Yarmouth Captain Advised Capt. Smith to Retire

Capt. Aaron F. Churchill a Warm Friend

(Savannah, Ga., News, April 21, 1912)

Capt. A. F. Churchill, of Savannah, was a warm friend of Capt. E. J. Smith of the Titanic, and had crossed the ocean with him on every ship he commanded except the Titanic. He warned him on the last trip that bad luck would overtake him and advised him to retire before it came.

Capt. Churchill says Capt. Smith told him he wad not going to retire until he had commanded the Titanic, but that after he had run that ship several months he would retire. Capt. Churchill thus relates his conversation with Capt. Smith in which the captain of the Olympic was urged to get out of the business and retire to the enjoyment of home life with "flying colours."


"I came out with him last summer on the maiden voyage of the Olympic, and we breakfasted together every morning, before many of the passengers were up. "One morning at breakfast I said: Capt. Smith, you are master of the largest steamship in the world; you have never had an accident in your thirty years of service in passenger steamships; you are over age, they are only keeping you on account of your ability as a shipmaster and never having had an accident; but you are only kept on suffrage, and are liable to be told to resign at any time, on account of your age. You are at the top of your profession. There will soon be another steamer afloat larger than the Olympic. Why not resign with "flying colors," and live at home with your wife and family the balance of your life? You haven't so many more years to sit around."

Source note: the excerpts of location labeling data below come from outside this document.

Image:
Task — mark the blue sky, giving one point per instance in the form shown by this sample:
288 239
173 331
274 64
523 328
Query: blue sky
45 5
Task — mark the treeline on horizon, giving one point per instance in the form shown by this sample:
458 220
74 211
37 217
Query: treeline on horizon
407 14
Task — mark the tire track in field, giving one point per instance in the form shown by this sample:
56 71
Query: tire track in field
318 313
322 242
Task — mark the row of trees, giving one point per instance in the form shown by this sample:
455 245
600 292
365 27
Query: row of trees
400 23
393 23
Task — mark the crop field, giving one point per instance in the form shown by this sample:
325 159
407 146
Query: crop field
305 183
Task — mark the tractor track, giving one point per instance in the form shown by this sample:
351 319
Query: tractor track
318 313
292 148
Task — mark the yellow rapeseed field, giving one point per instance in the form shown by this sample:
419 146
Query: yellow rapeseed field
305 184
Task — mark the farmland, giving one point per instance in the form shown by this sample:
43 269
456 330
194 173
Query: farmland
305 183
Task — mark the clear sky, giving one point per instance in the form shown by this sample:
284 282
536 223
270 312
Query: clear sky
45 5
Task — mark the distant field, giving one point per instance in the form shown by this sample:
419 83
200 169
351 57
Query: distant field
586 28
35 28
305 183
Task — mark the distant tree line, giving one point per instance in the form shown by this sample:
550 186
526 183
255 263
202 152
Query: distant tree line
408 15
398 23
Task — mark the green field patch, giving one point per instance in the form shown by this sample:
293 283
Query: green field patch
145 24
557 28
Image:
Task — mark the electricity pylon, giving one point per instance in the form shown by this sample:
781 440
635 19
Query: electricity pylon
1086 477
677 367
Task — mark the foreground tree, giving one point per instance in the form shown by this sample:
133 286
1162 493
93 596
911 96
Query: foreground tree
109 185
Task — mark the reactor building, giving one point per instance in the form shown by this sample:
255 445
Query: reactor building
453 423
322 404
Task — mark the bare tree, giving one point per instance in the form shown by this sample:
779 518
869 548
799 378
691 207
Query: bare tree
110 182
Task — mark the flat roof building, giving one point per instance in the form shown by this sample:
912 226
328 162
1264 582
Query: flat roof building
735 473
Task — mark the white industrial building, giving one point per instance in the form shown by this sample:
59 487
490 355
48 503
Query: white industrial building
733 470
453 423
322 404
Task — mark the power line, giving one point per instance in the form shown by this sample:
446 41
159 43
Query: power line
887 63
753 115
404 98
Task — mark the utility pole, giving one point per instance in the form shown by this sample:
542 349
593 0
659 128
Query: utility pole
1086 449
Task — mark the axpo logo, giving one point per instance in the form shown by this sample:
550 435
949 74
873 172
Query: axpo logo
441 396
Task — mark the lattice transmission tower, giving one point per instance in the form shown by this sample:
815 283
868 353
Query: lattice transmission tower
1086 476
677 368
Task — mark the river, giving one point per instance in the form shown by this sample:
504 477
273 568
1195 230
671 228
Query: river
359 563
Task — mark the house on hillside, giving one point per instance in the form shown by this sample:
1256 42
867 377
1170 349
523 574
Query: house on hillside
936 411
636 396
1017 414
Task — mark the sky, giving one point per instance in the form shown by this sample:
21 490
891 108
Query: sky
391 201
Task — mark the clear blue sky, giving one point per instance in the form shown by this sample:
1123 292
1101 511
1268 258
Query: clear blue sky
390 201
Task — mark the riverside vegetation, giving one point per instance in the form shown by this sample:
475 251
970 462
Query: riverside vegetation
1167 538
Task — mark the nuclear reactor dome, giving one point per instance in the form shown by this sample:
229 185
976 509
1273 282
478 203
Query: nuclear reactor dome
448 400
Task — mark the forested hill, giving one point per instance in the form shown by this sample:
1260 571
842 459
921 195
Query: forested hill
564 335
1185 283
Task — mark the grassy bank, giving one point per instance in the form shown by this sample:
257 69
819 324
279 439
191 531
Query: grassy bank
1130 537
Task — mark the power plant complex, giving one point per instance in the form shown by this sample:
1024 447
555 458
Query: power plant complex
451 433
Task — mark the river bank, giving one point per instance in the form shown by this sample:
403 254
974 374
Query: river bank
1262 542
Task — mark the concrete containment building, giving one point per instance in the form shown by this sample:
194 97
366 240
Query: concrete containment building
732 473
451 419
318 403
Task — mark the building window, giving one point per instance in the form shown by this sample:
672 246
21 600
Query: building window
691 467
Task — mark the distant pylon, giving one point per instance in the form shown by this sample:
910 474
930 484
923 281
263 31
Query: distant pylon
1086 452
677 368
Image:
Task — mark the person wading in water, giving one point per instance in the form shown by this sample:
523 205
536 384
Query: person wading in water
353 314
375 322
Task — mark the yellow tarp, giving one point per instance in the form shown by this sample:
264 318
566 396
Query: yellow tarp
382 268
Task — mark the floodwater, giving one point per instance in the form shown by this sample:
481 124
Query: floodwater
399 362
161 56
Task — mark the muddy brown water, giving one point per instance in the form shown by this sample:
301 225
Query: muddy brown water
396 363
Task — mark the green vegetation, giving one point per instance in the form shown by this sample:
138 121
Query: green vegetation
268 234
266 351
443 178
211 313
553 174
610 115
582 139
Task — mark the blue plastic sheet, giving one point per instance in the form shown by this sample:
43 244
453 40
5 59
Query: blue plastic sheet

He said: 'Churchill, I am going to run the Olympic until the Titanic comes out. I will run her a few months and retire.'


"Smith, don't do it," I said; "retire now, because sooner or later bad luck overtakes most people, and especially in your profession. Don't make the 'last voyage', like a great many other captains do, and are never heard from. If they had retired the voyage before they would have been home, instead of never being heard from."

"He replied: 'Churchill, I would like to take your advise, but I am well and strong and have a great deal of ambition to command the two largest steamers in the world before I retire.'

"I said: 'Smith, don't you do it. Go home and stay there.' But I could not persuade him to take my advice.

"There never was a nobler or braver man who walked a ship's deck than Capt. Smith, and I know whereof I speak."